Yesterday’s bandh was apparently initiated by the “joint action committee for Newa Autonomous state” demanding, inter alia, the declaration of Kathmandu Valley as an autonomous state. Not a quixotic cause, I might add. If Madhes is to be one state and the other ethnic groups are also having a go at autonomy, why not the Newars? They are, after all, the original inhabitants of this valley. Since federalism is supposed to cure all our problems and Nepal has already been “declared” a Federal Democratic Republic, it is hardly surprising that various ethnic groups try and consolidate their political identity by demanding autonomy. Now let us see where federalism will lead us. Will Nepal break apart at the seams or will we become a strong federal state such as the US? There is a saying, “Don’t go to the cardiologist unless your heart is giving you trouble”. The politicians of “New” Nepal ignore this. They have made us secular, federal and God knows what else is coming, whether we needed it or not.

I mentioned somewhere above that we would be wise to expect more bandhs now that the Maoists have abandoned the government and are in opposition.
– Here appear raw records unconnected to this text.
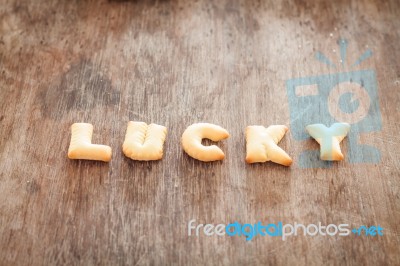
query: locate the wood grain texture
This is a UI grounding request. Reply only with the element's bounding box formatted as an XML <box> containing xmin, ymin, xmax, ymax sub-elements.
<box><xmin>0</xmin><ymin>0</ymin><xmax>400</xmax><ymax>265</ymax></box>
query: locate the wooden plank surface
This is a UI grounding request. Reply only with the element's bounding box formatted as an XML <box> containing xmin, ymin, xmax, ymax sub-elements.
<box><xmin>0</xmin><ymin>0</ymin><xmax>400</xmax><ymax>265</ymax></box>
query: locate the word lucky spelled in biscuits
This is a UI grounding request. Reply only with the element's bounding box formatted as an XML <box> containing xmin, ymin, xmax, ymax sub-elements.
<box><xmin>68</xmin><ymin>121</ymin><xmax>350</xmax><ymax>166</ymax></box>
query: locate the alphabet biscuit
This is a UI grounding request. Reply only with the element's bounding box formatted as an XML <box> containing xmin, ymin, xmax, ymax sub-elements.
<box><xmin>122</xmin><ymin>121</ymin><xmax>167</xmax><ymax>161</ymax></box>
<box><xmin>246</xmin><ymin>125</ymin><xmax>292</xmax><ymax>166</ymax></box>
<box><xmin>182</xmin><ymin>123</ymin><xmax>229</xmax><ymax>162</ymax></box>
<box><xmin>306</xmin><ymin>123</ymin><xmax>350</xmax><ymax>161</ymax></box>
<box><xmin>68</xmin><ymin>123</ymin><xmax>111</xmax><ymax>162</ymax></box>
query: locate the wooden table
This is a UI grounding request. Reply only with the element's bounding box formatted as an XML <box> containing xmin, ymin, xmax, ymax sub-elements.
<box><xmin>0</xmin><ymin>0</ymin><xmax>400</xmax><ymax>265</ymax></box>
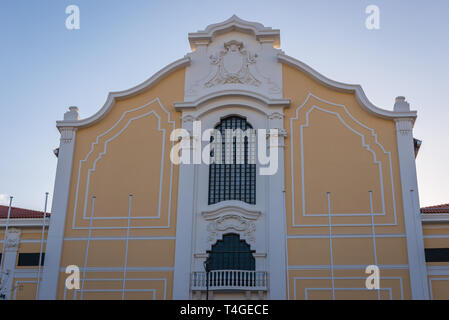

They have this basic strategy of “struggle programmes from both the streets and parliament”. Fine, I guess this is democracy in action and every political party has the right to stop parliament from functioning, to create massive traffic jams, to present the people with the gift of insecurity caused by political cadres (who can also be called hoodlums) attacking everything in sight and, in general, shutting down the country for days on end.

Even as I write this, I hear chants in the street below. And today is not even a bandh day. We are supposed to be having a bandh break between the Newa bandh from yesterday and the Maoist “struggle programmes” to begin tomorrow. Someone is breaking the bandh rules! So we can expect a long hot summer and monsoon while this new government tries to govern, when it has time to do so while trying to survive. The “logical” conclusion of the peace process and the formulation of the new constitution are supposed to top the political agenda. I know not whose logic the peace process is following. And what about Development? Or have we been declassified from being a LDC lately?

The Indian Congress Party swept the recent election there having co-opted the Academy Award winning song “Jai Ho!” My tongue-in-cheek “Jai Bandh!” is a cry of frustration, no doubt. I can only plead that let not this country be governed by an endless series of bandhs, leading nowhere except into deeper depths of poverty, lack of governance and mayhem.